Coronavirus and social distancing sweep Manatee County; SSES to close through April 3

How will the two-week closing of Saint Stephen's affect students and staff? Here's everything you need to know about the SSES shutdown if you're a student, teacher, or family member. This is a developing story. Check back in to The Gauntlet for daily updates and new information.


Blake Hoonhout

Upper School English teachers conduct a virtual meeting with other faculty members using the videoconference app Zoom.

This past week, in an unusually well-coordinated collaboration of private industry and government institutions, the nation as a whole quickly decided that COVID-19 was to be taken seriously. 

The NBA, MLS, NHL, and XFL have all suspended their seasons. MLB’s spring training has been canceled. March Madness has been called off, as well as the PGA Championship. New York’s Carnegie Hall has canceled all performances through the end of the month, Jimmy Fallon’s Tonight Show will suspend production and campaign events have been canceled by both Bernie Sanders and Joe Biden.

Over 30 million students across the country will not report to school today due to closings, including those at Saint Stephen’s. At 6:51 AM Saturday morning, Head of School Dr. Jan Pullen announced that school would be closed for the next three weeks, including our already-planned spring break from March 30th to April 3rd. This cancellation came after the Florida Department of Education closed all public schools for a two-week period on Friday afternoon, advising private/independent schools to follow suit.

What does this mean for Saint Stephen’s students? Over the past few weeks, numerous teachers have touched on the possibility of distance learning during school closings, but no solid plans had been laid out.

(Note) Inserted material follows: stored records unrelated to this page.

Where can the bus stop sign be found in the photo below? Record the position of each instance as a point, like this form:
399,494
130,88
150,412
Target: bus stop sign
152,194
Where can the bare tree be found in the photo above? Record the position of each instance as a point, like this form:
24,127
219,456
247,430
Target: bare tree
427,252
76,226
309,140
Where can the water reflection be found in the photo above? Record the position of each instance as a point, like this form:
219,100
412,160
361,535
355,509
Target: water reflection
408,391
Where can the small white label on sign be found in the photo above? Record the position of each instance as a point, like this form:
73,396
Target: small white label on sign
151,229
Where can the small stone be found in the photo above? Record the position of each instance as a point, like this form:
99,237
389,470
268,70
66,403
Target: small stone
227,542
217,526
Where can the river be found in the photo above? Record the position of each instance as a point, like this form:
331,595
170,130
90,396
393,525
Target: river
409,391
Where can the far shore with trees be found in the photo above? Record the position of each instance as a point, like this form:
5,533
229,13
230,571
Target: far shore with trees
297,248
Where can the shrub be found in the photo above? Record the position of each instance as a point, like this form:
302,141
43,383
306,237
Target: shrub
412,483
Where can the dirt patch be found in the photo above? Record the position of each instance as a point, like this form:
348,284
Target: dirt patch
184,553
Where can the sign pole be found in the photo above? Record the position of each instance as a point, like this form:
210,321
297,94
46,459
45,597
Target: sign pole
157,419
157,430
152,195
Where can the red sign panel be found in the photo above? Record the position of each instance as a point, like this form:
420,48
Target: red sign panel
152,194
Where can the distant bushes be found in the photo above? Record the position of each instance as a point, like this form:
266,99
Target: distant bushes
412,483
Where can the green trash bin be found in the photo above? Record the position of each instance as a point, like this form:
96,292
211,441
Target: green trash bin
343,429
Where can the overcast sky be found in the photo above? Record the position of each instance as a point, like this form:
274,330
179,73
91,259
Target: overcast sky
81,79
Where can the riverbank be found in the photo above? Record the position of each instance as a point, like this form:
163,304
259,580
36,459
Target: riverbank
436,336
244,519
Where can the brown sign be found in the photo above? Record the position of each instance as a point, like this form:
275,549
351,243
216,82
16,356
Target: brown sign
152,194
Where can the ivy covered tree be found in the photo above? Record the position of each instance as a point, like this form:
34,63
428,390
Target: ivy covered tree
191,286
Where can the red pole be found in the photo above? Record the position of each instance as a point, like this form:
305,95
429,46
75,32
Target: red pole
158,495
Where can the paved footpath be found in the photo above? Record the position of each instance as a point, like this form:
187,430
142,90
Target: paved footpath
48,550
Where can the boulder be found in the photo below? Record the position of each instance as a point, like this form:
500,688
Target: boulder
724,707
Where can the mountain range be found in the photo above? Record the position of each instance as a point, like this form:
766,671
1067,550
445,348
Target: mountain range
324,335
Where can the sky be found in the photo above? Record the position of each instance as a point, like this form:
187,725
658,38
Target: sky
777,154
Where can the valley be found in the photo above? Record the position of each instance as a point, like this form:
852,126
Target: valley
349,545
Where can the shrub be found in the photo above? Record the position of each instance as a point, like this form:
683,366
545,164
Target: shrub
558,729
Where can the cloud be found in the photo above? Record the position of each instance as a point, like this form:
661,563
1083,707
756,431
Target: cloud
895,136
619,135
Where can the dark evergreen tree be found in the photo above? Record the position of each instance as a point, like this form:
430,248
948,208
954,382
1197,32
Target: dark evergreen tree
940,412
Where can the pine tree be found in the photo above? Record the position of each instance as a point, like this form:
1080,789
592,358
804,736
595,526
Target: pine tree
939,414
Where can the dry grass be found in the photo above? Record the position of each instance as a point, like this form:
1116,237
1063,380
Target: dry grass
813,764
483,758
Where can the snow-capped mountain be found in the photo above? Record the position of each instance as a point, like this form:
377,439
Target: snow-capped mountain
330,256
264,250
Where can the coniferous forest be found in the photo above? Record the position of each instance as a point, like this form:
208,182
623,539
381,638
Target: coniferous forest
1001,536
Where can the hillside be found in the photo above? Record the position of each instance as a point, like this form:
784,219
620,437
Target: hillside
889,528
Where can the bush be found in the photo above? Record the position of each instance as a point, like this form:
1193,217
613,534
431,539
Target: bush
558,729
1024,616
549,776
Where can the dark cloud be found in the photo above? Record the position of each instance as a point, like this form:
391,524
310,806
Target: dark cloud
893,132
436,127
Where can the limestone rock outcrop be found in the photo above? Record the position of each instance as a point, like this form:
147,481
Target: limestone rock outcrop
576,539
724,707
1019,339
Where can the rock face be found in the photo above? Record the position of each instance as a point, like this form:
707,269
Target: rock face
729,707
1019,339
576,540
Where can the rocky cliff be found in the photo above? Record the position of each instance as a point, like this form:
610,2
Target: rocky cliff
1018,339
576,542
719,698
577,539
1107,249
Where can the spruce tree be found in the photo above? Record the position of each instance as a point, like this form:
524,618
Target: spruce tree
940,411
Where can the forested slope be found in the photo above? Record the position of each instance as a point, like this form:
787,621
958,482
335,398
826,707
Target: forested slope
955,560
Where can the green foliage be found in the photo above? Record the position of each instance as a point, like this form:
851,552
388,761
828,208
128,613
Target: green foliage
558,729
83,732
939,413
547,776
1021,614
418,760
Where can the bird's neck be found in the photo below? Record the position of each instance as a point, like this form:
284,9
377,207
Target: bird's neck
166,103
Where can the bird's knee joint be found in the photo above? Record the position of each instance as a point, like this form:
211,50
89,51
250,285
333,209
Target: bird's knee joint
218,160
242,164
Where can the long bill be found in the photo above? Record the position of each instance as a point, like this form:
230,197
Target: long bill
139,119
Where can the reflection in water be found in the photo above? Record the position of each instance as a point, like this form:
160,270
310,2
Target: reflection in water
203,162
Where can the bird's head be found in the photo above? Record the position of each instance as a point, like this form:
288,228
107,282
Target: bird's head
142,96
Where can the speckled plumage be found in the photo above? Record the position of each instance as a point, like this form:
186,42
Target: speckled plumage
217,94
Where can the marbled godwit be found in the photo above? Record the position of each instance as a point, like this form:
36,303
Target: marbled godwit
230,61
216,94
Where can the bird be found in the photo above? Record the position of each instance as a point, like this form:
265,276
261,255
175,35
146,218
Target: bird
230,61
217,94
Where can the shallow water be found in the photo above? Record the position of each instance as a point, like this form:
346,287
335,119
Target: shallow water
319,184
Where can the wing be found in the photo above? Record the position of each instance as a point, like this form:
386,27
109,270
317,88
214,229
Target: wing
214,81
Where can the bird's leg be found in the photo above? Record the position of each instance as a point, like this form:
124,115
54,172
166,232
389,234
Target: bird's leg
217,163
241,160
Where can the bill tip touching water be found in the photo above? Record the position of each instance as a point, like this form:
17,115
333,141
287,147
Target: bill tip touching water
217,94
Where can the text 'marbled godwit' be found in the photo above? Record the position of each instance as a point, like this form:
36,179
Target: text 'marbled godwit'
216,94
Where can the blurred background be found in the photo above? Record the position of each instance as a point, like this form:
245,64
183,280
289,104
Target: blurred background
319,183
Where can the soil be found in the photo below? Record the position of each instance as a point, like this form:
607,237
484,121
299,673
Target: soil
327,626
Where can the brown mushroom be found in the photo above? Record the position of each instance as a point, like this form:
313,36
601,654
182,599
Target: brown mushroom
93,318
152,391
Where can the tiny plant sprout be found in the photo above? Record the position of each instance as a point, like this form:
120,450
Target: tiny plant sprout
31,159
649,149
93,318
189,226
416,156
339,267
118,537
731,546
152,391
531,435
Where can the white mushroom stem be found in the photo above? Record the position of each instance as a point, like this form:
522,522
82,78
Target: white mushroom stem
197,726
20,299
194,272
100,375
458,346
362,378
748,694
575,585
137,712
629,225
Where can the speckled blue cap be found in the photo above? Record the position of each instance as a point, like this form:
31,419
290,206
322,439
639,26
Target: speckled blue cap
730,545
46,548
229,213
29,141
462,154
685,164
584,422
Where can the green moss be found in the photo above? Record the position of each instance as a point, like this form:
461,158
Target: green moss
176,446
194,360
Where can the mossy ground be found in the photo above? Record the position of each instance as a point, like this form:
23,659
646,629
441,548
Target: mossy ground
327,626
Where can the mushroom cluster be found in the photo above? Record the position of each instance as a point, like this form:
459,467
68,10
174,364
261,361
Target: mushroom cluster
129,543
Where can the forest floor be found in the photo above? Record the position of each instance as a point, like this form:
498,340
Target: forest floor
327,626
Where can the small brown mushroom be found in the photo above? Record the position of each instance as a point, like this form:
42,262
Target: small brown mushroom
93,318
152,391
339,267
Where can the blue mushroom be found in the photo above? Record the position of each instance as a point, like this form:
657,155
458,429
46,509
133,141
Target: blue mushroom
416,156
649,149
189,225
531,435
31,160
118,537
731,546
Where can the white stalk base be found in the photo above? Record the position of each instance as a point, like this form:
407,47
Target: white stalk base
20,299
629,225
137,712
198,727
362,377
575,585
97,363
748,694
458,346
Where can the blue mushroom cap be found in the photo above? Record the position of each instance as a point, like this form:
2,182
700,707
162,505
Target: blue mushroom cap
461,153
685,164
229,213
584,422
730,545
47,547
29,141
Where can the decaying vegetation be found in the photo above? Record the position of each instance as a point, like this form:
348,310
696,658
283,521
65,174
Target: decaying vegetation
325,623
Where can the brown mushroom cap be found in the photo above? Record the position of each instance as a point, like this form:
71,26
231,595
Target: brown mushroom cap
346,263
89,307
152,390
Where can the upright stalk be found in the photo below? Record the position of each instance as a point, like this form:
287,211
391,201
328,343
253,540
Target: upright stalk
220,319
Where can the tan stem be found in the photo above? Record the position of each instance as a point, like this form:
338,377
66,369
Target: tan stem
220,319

What will students’ responsibilities be for the next two weeks?

Upper School Director Mr. Andrew Forrester, as well as English teacher Mr. Blake Hoonhout, were able to provide some insight into what the next few weeks will look like.

Today and tomorrow (March 16-17), students will be considered off from school.  Any assignments that are on-going (or which were due Monday or Tuesday), presumably need to be attended to by students unless otherwise noted by instructors. During this period, teachers will report to school and attend meetings to lay out plans for the upcoming weeks.  If a student needs to pick up supplies from their cubbies or teachers, they are permitted to arrange to pick up those items from the front desk tomorrow, Tuesday, between noon and 5 pm. 

According to Mr. Forrester, March 18-20 will be dedicated to, “…ensuring students are ready for their off-site learning experience.”  Students should check into both their school emails and SSESonline in the coming days, particularly on Wednesday, to see if instructors have posted any plans or assignments.

Some teachers will introduce distance learning programs such as Zoom (an online meeting/conference call program), Google Drive assignments, SSESonline discussion boards, and Showbie, among others, starting this Wednesday. 

Teachers have also been permitted to assign continuous work to keep on track with lesson planning set up before the shutdown. Examples of “continuous work” are items such as reading assignments, on-going essays, or instructional videos to watch.

Beginning Monday of next week, school will fully resume in a “virtual setting.” From March 23-27, students will follow their normal block scheduling, dedicating their normal class time at home to “attend” each class period. Teachers will decide what to do with this time, but they have been recommended to connect with students in a live setting, whether through a full-class Zoom meeting or individual videos or individual assignments on SSESonline.

Blake Hoonhout
Teachers will have their choice of mediums for distance learning. Mr. Hoonhout has chosen to upload video lessons to SSESOnline.

According to Mr. Hoonhout, students will be “on-call” starting next Monday. They will be expected to dedicate the same hours of their day to school as they normally would and should be ready to begin their schoolwork for the day at the normal 8 am start time.

The week of March 30, the regularly-scheduled spring break will be in effect. Students will have no daily responsibilities during this week and are free to relax as normal. However, they are advised to take necessary caution and practice good hygiene to avoid being affected by the virus. 

Students registered to take the ACT on April 4th are advised that their tests will be rescheduled to this summer. Those planning on taking the SAT on May 2nd will need to make other arrangements, as this test date has been canceled. More information on standardized testing can be found here.

As of today, school is scheduled to resume on-campus on Monday, April 6. The administration will likely contact parents with updates on the status of campus reopening in the upcoming weeks, and students can look to The Gauntlet for timely updates as new developments occur.

“I would like to commend our faculty for their efforts and willingness to adjust to these changes,” says Mr. Forrester. “They have done a great job of ensuring that not a step is missed in delivering our content and completing our skill development.”